= Mara Escalante =

Mexican actress, comedian and singer

Mara Escalante (born Reyna Margarita Chávez Escalante, January 4, 1968) is a Mexican actress, comedian and singer, best known as the star of the Televisa sitcom María de todos los Ángeles, in which she portrays three roles, including the title role. Escalante's career dates to the mid-1990s.

A native of Mexico City and an UNAM and Instituto Andres Soler alumna, Escalante first received international fame as a stand-up comedian, developing such characters as "Nancy Aerobics", "Chu-Ly (La Princesa Dragon)", "Dona Lucha" and "Liboria", a female police officer.

Her international appeal took her from several Televisa series such as Humor es...los comediantes, Al ritmo de la noche, Al fin de semana and Otro rollo to television programs in other Spanish-speaking countries, including the Venezuelan talk show Viviana a la medianoche as well as a TV special in Spain. Most of her Televisa appearances, as well as her appearance on Viviana a la medianoche, have been broadcast on the Univision network in the United States. In 2008, she joined the Televisa team at the Beijing Olympics, performing comedy during network coverage, thus making her the first Mexican comic to visit China. She has also performed in the United States and other Latin American countries.
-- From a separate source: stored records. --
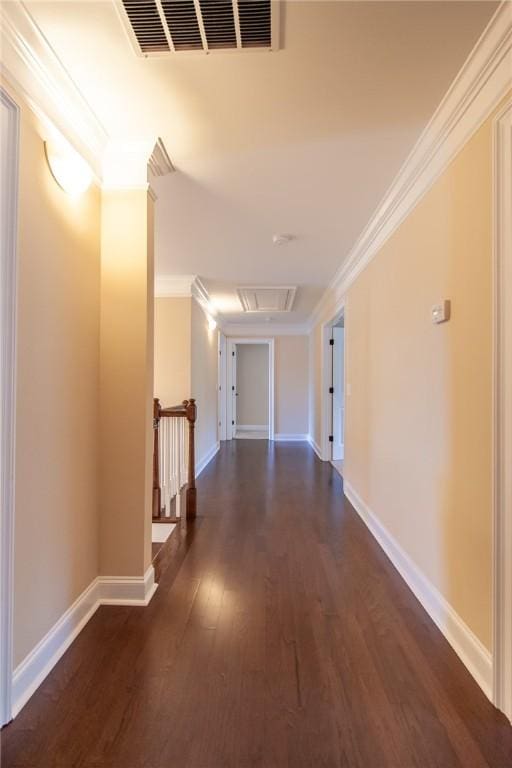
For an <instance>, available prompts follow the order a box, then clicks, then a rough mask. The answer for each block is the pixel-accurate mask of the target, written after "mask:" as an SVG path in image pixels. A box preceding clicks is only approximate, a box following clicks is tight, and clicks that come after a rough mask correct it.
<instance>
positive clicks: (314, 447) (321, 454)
mask: <svg viewBox="0 0 512 768" xmlns="http://www.w3.org/2000/svg"><path fill="white" fill-rule="evenodd" d="M308 443H309V444H310V446H311V447H312V449H313V450H314V452H315V453H316V455H317V456H318V458H319V459H320V461H323V458H322V451H321V450H320V446H319V445H318V443H317V442H316V440H315V438H314V437H313V436H312V435H308Z"/></svg>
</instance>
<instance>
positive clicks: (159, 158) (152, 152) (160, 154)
mask: <svg viewBox="0 0 512 768" xmlns="http://www.w3.org/2000/svg"><path fill="white" fill-rule="evenodd" d="M148 170H149V171H150V172H151V174H152V175H153V176H167V175H168V174H169V173H174V171H175V170H176V168H175V167H174V165H173V164H172V160H171V158H170V157H169V155H168V154H167V150H166V148H165V144H164V143H163V141H162V139H161V138H158V139H157V140H156V143H155V146H154V147H153V151H152V153H151V155H150V157H149V160H148Z"/></svg>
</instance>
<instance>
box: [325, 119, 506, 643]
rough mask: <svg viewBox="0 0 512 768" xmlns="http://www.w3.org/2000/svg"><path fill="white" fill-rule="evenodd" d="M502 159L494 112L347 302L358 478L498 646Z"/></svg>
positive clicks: (475, 628) (458, 602)
mask: <svg viewBox="0 0 512 768" xmlns="http://www.w3.org/2000/svg"><path fill="white" fill-rule="evenodd" d="M491 158H492V152H491V121H490V120H489V121H487V122H486V123H485V124H484V126H483V127H482V128H481V129H480V130H479V131H478V132H477V133H476V134H475V135H474V136H473V138H472V139H471V140H470V141H469V142H468V143H467V145H466V146H465V148H464V149H463V150H462V151H461V153H460V154H459V155H458V156H457V158H456V159H455V160H454V162H453V163H452V164H451V165H450V167H449V168H448V169H447V171H446V172H445V173H444V174H443V176H442V177H441V178H440V179H439V180H438V181H437V182H436V184H435V185H434V186H433V188H432V189H431V190H430V191H429V192H428V193H427V195H426V196H425V197H424V198H423V199H422V201H421V202H420V203H419V204H418V206H417V207H416V208H415V210H414V211H413V212H412V213H411V214H410V216H409V217H408V218H407V219H406V221H405V222H404V223H403V224H402V225H401V227H400V228H399V230H398V231H397V232H396V233H395V234H394V235H393V237H392V238H391V239H390V240H389V241H388V242H387V243H386V244H385V246H384V247H383V248H382V250H381V252H380V253H379V254H378V256H377V257H376V258H375V259H374V260H373V261H372V262H371V264H370V265H369V266H368V267H367V269H366V270H365V271H364V272H363V273H362V274H361V276H360V277H359V278H358V279H357V281H356V282H355V284H354V285H353V286H352V287H351V288H350V290H349V292H348V296H347V305H346V334H347V335H346V343H347V350H346V351H347V359H346V361H347V386H348V387H350V389H351V395H350V396H348V397H347V401H346V417H347V418H346V432H345V477H346V480H347V482H348V483H349V484H350V485H351V486H352V487H353V488H354V489H355V491H356V492H357V493H358V494H359V495H360V496H361V497H362V499H363V501H364V502H365V503H366V504H367V505H368V506H369V508H370V509H371V510H372V511H373V513H374V514H376V515H377V517H378V518H379V519H380V520H381V522H382V523H383V524H384V526H385V527H386V528H387V529H388V530H389V532H390V533H391V534H392V535H393V536H394V537H395V539H396V540H397V541H398V542H399V544H400V545H401V546H402V547H403V548H404V550H405V551H406V552H407V553H408V554H409V556H410V557H411V558H412V559H413V560H414V562H415V563H416V564H417V565H418V566H419V567H420V568H421V570H422V571H423V572H424V573H425V574H426V576H427V577H428V578H429V579H430V580H431V582H432V583H433V584H434V585H435V586H436V587H437V588H438V589H439V591H440V592H441V593H442V594H443V595H444V596H445V598H446V599H447V600H448V601H449V603H450V604H451V605H452V606H453V607H454V609H455V610H456V611H457V613H458V614H459V615H460V616H461V617H462V619H463V620H464V621H465V622H466V623H467V624H468V626H469V627H470V628H471V629H472V630H473V632H474V633H475V634H476V635H477V637H478V638H479V639H480V640H481V641H482V642H483V643H484V644H485V646H486V647H487V648H490V646H491V575H492V571H491V533H492V517H491V394H492V383H491V376H492V361H491V331H492V316H491V268H492V253H491V214H492V210H491V191H492V187H491V181H492V178H491ZM443 298H448V299H451V302H452V319H451V320H450V322H449V323H446V324H443V325H439V326H435V325H433V324H432V323H431V320H430V310H431V305H432V304H434V303H436V302H437V301H439V300H441V299H443ZM318 332H319V331H318V329H317V330H316V331H315V336H316V337H317V339H318ZM316 346H317V347H319V344H318V343H317V344H316ZM317 354H319V352H318V351H317ZM315 378H316V381H317V382H318V373H315ZM315 400H316V402H317V404H318V403H319V395H318V392H316V397H315ZM319 413H320V411H319V407H318V406H317V409H316V418H315V434H316V435H318V434H319V433H320V428H319V423H318V422H319Z"/></svg>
In 2009, she starred in her own television series, María de todos los Ángeles, which is based on another character she created as a stand-up comedian. The series has been shown on Televisa's Canal de las Estrellas and on Univision.

In 2010, she performed comedy during the Televisa coverage of the 2010 FIFA World Cup in South Africa.

Although Escalante still works in Mexico City, she now lives in Veracruz.

In 2025, Escalante created and starred in the sitcom Muero por Marilú.